このとき必ず発生するのが「印鑑証明手数料」です。金額としては数百円程度ですが、経理処理を行う際には「この手数料に消費税は課税されるのか?」という疑問を持つ方も多いのではないでしょうか。
本記事では、印鑑証明手数料の仕組みや支払方法、経理処理上のポイント、さらに消費税の取り扱いについて整理し、実務上の注意点をわかりやすく解説します。

印鑑証明書とは?
印鑑証明書の基本的な役割
印鑑証明書とは、市区町村に届け出た「実印」が本人のものであることを証明する公文書です。
法人の場合、法務局に届け出た「会社代表者の印鑑」が対象となり、その印影が登記事項として確認できることを証明します。
契約書に押印された印影が、役所や法務局に届け出られている印影と同一であることを確認するために発行されるものであり、取引の安全性を担保する役割を果たします。
会社での利用例
- 金融機関での融資契約
- 不動産売買
- 会社設立登記 他
印鑑証明手数料の内容
発行手数料の標準的な金額
印鑑証明書を取得する際には、都道府県・市区町村の条例に基づいて「印鑑証明手数料」が定められています。
一般的には 1通あたり300円程度 が多く、役所の窓口での発行、コンビニ交付サービスを利用する場合で金額が異なる場合があります。
法人印鑑証明の場合は、法務局での発行となり、現時点では、 1通あたり次の金額です。
・書面で請求:500円
・オンラインで請求(送付で受領):450円
・オンラインで請求(窓口で受領):420円
なお、令和7年4月1日から手数料が改定になりましたので、ご注意ください。
収入印紙・証紙による納付
多くの役所や法務局では、現金のほか、専用の収入印紙や証紙を購入して納付する方法が採用されています。

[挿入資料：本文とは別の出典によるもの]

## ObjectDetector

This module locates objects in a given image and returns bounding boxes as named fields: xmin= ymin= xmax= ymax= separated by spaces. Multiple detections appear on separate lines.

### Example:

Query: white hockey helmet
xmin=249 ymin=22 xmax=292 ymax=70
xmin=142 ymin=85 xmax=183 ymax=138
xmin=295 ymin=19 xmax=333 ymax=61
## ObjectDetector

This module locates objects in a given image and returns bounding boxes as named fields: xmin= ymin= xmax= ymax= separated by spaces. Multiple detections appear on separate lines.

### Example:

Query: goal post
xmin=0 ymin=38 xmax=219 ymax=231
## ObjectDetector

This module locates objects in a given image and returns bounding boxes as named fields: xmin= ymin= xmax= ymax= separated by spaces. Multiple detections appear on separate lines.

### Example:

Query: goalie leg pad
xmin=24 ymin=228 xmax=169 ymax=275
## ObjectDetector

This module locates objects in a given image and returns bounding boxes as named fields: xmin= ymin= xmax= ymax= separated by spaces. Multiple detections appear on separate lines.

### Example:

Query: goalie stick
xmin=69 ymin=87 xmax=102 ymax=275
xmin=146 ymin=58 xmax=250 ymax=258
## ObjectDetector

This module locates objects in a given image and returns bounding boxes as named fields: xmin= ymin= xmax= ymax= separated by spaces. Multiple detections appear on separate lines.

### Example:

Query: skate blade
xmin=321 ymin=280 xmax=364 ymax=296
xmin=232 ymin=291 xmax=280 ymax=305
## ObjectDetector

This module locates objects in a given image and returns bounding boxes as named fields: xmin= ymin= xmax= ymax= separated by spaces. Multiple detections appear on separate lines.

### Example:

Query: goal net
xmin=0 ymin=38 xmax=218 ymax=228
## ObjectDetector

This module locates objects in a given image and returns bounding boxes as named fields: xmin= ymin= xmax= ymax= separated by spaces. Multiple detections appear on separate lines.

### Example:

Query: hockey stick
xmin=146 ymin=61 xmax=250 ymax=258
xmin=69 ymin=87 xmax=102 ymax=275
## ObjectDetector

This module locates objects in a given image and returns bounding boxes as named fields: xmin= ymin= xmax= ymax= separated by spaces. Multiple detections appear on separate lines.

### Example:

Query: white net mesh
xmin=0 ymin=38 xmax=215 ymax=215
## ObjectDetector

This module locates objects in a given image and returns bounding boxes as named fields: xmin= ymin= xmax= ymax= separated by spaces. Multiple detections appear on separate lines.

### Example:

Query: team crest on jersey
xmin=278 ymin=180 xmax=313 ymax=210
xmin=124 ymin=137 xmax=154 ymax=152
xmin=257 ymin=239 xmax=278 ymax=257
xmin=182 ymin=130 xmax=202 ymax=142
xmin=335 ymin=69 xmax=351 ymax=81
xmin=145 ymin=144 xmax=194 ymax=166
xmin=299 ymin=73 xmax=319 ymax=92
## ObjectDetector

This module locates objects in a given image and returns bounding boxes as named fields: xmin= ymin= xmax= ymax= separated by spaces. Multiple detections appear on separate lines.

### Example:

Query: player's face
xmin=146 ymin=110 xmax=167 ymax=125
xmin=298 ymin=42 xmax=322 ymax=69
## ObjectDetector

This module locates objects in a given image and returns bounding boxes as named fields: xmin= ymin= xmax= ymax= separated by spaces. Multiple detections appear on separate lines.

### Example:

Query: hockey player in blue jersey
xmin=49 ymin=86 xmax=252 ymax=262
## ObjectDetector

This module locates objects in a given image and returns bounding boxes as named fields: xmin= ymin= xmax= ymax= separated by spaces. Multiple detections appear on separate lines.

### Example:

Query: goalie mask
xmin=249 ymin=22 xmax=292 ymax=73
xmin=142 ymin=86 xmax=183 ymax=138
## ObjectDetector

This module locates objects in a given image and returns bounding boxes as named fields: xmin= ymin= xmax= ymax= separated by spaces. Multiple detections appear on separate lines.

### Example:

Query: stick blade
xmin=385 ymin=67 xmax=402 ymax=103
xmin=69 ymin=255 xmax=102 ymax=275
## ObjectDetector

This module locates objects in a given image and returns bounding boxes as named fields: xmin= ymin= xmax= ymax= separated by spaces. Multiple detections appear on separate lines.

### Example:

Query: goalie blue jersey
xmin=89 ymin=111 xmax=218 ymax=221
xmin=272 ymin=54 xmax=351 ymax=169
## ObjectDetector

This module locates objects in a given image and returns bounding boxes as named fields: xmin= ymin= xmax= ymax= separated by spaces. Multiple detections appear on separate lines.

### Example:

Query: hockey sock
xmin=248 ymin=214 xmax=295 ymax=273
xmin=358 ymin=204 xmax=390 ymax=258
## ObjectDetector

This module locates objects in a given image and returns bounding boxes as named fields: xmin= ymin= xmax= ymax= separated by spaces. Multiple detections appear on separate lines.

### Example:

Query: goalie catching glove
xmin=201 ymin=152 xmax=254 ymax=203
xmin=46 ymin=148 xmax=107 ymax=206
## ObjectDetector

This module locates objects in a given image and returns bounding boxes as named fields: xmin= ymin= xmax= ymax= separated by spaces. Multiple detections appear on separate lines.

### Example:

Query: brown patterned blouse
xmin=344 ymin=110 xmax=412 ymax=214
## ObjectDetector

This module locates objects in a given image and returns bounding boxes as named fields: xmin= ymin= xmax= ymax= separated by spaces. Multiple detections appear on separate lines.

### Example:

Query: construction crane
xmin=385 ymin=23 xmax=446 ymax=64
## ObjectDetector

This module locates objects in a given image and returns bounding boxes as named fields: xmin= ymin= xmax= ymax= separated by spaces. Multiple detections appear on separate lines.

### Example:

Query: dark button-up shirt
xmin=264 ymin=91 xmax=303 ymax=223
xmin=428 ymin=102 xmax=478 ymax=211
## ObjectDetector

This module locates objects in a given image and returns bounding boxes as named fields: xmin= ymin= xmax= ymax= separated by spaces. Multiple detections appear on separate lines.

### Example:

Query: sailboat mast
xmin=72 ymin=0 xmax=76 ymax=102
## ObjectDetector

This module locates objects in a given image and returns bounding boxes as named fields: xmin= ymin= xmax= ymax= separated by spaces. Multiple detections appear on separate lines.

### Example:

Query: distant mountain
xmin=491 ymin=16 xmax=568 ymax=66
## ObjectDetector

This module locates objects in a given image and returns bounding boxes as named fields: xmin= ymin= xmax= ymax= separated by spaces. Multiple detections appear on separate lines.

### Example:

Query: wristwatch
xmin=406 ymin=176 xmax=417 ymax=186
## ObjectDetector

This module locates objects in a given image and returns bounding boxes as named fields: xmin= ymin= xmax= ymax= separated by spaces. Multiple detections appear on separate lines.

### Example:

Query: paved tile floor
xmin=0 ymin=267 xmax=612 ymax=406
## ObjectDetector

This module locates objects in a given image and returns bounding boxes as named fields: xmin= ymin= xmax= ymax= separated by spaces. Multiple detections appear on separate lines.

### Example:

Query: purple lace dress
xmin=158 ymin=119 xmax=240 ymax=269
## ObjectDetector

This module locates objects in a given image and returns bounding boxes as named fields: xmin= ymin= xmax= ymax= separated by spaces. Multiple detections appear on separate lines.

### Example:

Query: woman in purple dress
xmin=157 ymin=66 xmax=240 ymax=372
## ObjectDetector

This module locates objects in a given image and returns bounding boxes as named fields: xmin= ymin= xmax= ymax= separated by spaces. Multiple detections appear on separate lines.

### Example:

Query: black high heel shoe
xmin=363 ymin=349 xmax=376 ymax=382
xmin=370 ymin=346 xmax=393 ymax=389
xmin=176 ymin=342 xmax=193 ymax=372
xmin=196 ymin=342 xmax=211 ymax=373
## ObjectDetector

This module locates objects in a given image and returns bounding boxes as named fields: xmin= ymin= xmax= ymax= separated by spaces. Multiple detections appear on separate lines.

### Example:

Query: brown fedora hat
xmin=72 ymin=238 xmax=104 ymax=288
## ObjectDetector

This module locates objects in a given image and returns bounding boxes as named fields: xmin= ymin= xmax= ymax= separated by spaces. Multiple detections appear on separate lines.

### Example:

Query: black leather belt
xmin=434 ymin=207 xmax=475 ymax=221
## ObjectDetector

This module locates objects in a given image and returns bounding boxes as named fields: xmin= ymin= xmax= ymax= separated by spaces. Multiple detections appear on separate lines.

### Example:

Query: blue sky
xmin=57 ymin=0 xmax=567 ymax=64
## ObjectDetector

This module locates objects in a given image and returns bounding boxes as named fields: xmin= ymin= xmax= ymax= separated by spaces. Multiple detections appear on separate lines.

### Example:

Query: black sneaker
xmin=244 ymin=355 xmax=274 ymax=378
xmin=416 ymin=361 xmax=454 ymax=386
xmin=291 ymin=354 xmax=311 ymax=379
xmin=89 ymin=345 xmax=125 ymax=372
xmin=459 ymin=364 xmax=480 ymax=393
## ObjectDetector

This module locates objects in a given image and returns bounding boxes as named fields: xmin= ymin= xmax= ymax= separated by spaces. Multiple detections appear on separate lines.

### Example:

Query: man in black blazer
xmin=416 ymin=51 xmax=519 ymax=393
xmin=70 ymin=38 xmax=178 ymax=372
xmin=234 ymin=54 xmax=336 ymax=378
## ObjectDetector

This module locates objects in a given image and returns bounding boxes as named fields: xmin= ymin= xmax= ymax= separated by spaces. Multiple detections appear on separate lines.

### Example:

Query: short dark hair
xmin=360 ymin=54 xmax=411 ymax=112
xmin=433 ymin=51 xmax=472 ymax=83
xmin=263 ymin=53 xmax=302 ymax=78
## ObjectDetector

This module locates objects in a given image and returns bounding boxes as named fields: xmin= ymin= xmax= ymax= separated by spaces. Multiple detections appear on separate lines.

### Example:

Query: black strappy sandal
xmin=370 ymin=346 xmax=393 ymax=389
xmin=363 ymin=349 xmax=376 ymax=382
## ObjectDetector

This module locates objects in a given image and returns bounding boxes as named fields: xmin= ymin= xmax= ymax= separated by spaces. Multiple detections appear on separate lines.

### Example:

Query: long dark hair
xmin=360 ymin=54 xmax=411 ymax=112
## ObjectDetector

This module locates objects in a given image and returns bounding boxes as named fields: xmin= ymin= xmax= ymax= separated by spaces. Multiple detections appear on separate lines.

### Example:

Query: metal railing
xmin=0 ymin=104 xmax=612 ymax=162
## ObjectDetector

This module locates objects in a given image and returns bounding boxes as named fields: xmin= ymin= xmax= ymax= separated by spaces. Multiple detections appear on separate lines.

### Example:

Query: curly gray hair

これは「手数料を徴収するための公的な方法」であり、民間のサービス料金とは性格が異なります。
印鑑証明手数料の会計処理
勘定科目の選択
会社で印鑑証明書を取得した場合、通常は次のような勘定科目で処理されます。(手数料や証紙代として計上する場合が比較的多いです)
- 租税公課
- 支払手数料
仕訳の例
例えば、法務局で法人印鑑証明を1通450円で取得した場合の仕訳は以下のとおりです。
(借方)租税公課(又は支払手数料) 450円 / (貸方)現金 450円
消費税の取り扱い
印鑑証明手数料は「非課税」
経理担当者が最も迷いやすいのが、消費税の取り扱いです。
結論から言えば、 印鑑証明手数料の支払いは、「非課税取引」に該当します。
法的根拠
- 消費税法別表第2・五イには、国や地方公共団体が行う「登記・登録・免許・証明」等に係る手数料は 非課税 と明記されています。
- 印鑑証明書の交付は、この「証明」に該当します。
実務上の注意点
1. 経費計上時に誤って課税仕入にしない
会計ソフトに入力する際に、消費税区分を「課税仕入」とせずに、「非課税」として処理する必要があります。
2. 領収証の保存
印鑑証明書の交付を受けた際には、領収証や発行控えを必ず保管しましょう。電子帳簿保存法に対応する場合には、所定の方法により保存しましょう。

まとめ
- 印鑑証明手数料は「行政手数料」の一つであり、消費税法別表第2により 非課税取引 に位置付けられる。
- 会計処理は「租税公課」又は「支払手数料」として計上するのが一般的。
- 会計ソフトでの税区分は「非課税」に設定する必要がある。
少額の支払いであっても、消費税区分の誤りは申告内容の誤りにつながります。経営者及び経理担当者は、行政印鑑証明手数料の「非課税」の根拠を正しく理解し、適正な処理をしましょう。
免責事項
本記事は、印鑑証明手数料に関する一般的な会計・税務上の取扱いを解説したものです。実際の処理は具体的な取引内容や会計方針等によって異なる場合があります。具体的な判断は、必ず税理士等の専門家や所轄税務署等にご確認ください。